All of us make a huge difference in life. I love the idea that most films about time travel revolve around changing one tiny thing in the past, and of course they come back to the present and everything is different.

If you project that forward, you can change huge amounts of things into the future.

All our tombs will be unvisited in a few years - all our actions will mostly be unremembered - but the smile you gave the checkout lady or the kind words you gave to a stranger in the street could still be rippling forward.

We all have that opportunity and it's a huge power. And I want everyone to realise how special and precious they are.

I love melted cheese. Unfortunately I haven't been able to eat since Christmas. The chemotherapy killed my taste buds and the radiotherapy killed my salivary glands.

So, sadly, melted cheese and all the things I loved are off the menu.

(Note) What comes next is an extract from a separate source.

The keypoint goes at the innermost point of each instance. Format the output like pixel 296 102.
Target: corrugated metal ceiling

However, I've been given full permission by my oncologist and my hospice team to enjoy as much Muscadet and as many cheeky rollups as I want - and I shall certainly be indulging in those and spending time with my family.

I'm sort of - not looking forward to my final day - of course that's the wrong way to see it. But I'm kind of curious about it, and I'm happy and I'm ready.

As Julian of Norwich said: "All shall be well, and all shall be well and all manner of things shall be well."

Simon Boas, who is from Jersey in the Channel Islands, expects to move into a hospice on Thursday where he will be spending his final days surrounded by his family.

When the Today Programme checked in with him that morning he was, unsurprisingly, in good spirits.